By Petar Komnenic
PODGORICA: NATO urged Montenegro on Thursday to put into practice the reforms it has adopted to join the Western military alliance, with a decision due in December on whether to take in the tiny Adriatic republic over the objections of Russia.
Sixteen years after NATO bombed targets in Montenegro during the Kosovo war, ambassadors of the North Atlantic Council were holding a two-day meeting in the ex-Yugoslav republic, the latest signal of the alliance's resolve to expand further in the Balkans.
Membership for the mountainous country of 650,000 people would mark the first expansion of NATO ranks in ex-Communist eastern Europe since Montenegro's neighbours Albania and Croatia joined in 2009, and the first since Russia-Western tensions flared over Ukraine.
NATO Secretary-General Jens Stoltenberg said the visit would give envoys the chance to hear first hand of Montenegro's readiness, or not, to join; opponents of the ruling party, enjoying an unbroken hold on power for more than two decades, say progress on democracy, rule of law and the fight against corruption is on paper only.
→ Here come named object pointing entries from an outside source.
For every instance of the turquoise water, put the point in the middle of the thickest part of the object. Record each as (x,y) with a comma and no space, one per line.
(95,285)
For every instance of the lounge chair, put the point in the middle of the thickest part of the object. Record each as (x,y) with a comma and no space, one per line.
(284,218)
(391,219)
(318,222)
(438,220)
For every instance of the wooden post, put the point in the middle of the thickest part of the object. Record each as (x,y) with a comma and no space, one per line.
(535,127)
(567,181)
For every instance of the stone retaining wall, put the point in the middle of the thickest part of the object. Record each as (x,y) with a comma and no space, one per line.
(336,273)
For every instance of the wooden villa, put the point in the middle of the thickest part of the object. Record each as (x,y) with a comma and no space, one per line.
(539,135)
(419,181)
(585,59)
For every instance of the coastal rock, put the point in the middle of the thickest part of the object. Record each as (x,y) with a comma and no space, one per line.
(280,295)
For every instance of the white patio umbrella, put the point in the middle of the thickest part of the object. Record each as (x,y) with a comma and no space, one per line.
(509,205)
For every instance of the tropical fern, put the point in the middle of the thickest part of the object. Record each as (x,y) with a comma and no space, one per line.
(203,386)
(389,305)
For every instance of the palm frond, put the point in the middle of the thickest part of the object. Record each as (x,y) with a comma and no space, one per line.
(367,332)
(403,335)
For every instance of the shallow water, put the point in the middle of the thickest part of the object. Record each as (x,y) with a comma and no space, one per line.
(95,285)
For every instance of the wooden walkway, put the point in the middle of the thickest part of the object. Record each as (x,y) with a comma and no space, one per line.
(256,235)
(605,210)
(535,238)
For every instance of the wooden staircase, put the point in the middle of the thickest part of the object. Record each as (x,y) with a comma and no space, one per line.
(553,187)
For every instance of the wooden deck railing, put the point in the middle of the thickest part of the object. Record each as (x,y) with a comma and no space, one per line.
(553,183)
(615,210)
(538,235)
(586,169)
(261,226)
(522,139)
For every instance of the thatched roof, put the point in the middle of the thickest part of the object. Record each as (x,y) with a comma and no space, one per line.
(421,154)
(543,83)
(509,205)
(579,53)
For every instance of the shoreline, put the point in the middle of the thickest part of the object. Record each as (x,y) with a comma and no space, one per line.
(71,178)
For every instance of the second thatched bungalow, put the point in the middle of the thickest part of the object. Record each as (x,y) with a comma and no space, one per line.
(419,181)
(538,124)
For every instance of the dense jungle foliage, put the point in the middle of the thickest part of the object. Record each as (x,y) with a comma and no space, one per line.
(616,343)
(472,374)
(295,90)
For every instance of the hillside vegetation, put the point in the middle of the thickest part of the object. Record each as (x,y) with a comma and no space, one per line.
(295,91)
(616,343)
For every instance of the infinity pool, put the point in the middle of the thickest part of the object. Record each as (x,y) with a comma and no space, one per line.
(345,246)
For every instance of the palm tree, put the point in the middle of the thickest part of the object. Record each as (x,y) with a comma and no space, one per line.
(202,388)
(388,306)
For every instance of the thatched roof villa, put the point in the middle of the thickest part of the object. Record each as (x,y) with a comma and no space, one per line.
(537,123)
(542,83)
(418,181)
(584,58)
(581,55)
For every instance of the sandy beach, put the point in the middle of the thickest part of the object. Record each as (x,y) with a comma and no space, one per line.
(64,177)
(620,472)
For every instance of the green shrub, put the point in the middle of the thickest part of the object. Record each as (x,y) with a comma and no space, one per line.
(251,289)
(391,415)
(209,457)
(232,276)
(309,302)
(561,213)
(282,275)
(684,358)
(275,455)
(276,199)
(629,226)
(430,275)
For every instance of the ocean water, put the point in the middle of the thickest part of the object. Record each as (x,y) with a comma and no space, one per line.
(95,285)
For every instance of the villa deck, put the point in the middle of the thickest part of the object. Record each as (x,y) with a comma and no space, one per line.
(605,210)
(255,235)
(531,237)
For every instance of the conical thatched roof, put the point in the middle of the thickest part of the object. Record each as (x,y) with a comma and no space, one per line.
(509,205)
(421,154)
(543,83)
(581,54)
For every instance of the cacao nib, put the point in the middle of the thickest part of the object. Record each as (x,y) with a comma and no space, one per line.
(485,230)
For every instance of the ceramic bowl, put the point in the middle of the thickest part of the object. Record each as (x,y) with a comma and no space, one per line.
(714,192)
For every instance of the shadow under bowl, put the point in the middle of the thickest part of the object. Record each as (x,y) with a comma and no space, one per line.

The government says it has taken concrete steps to improve the independence of the judiciary, the conduct of elections, freedom of media and made a number of high-profile arrests in a stepped-up anti-corruption campaign. Some rights groups and the political opposition, however, say progress has been piecemeal.
"In the few years since regaining its independence, Montenegro has made great efforts and achieved a great deal," Stoltenberg said in his opening remarks to the Council.
"It is now important for Montenegro to show these systems are performing, delivering the results for which they were created."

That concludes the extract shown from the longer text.